We can compress $T[i][j]$ by putting all elements in a single 1D array $A$, and letting $A[D[i] + j] = T[i][j]$. Now with $D[i] = ci$ we have simply flattened the table.

But if the table is (very) sparse, we can do better than $D[i] = ri$. We can overlap rows where they're sparse! As an example we could have the table:

\begin{bmatrix} 0 &1 & 0 & 0 & 0\\ 2 & 6 &0 & 0 &0\\ 0 & 0 & 0 & 3 & 0\\ 0 & 0 & 4 & 0 & 9\\ 0 & 0 & 0 & 0 & 5\\ \end{bmatrix}

Which we could compress like such:

$$A = [2, 6, 4, 3, 9, 1, 5]$$ $$D = [4,0,0,0,1]$$

Finally, to detect non-existing entries we also need a table of the same size as $A$ that tracks the source row of each entry:

$$C = [1, 1, 3, 2, 3, 0, 4]$$

Only when $C[D[i] + j] = i$ we consider $A[D[i] + j] = T[i][j]$, otherwise we deduce $T[i][j] = 0$. We also assume that when $D[i] + j \geq |A|$ that the element is zero.
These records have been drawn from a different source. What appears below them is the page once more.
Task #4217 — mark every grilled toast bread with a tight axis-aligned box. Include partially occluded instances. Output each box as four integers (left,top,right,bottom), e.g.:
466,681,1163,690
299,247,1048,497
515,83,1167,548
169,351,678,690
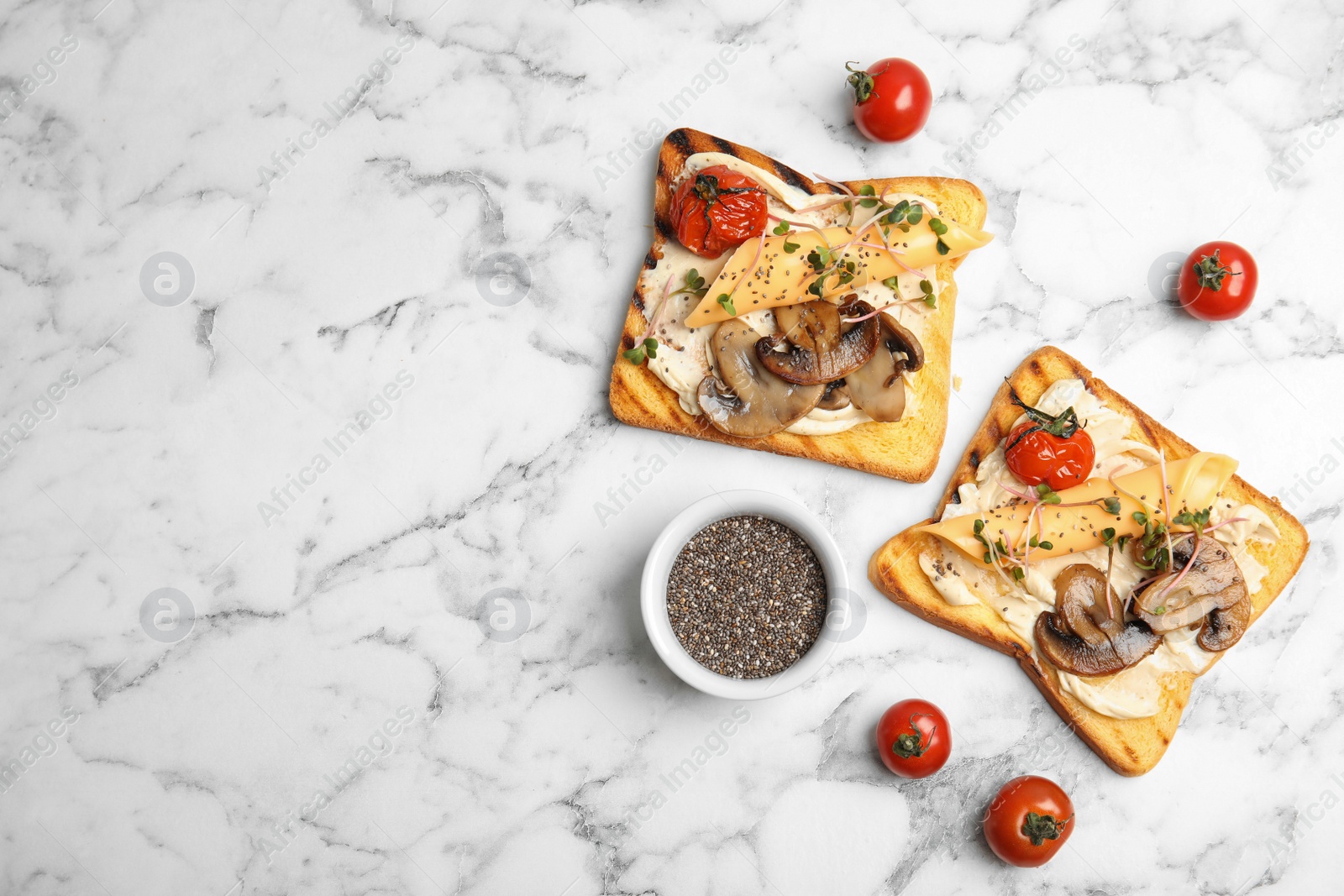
610,128,986,482
869,347,1308,775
Now the question is, what is a (near) optimal choice of $D$? We need to shift each row of $T$ so that each column only contains at most one non-zero element. A fast greedy method would be to handle each row in descending order of number of elements, and assign $D$ for that row in the first spot that doesn't cause a conflict.

But that isn't optimal. Is there another reasonably fast algorithm that provides better or optimal results?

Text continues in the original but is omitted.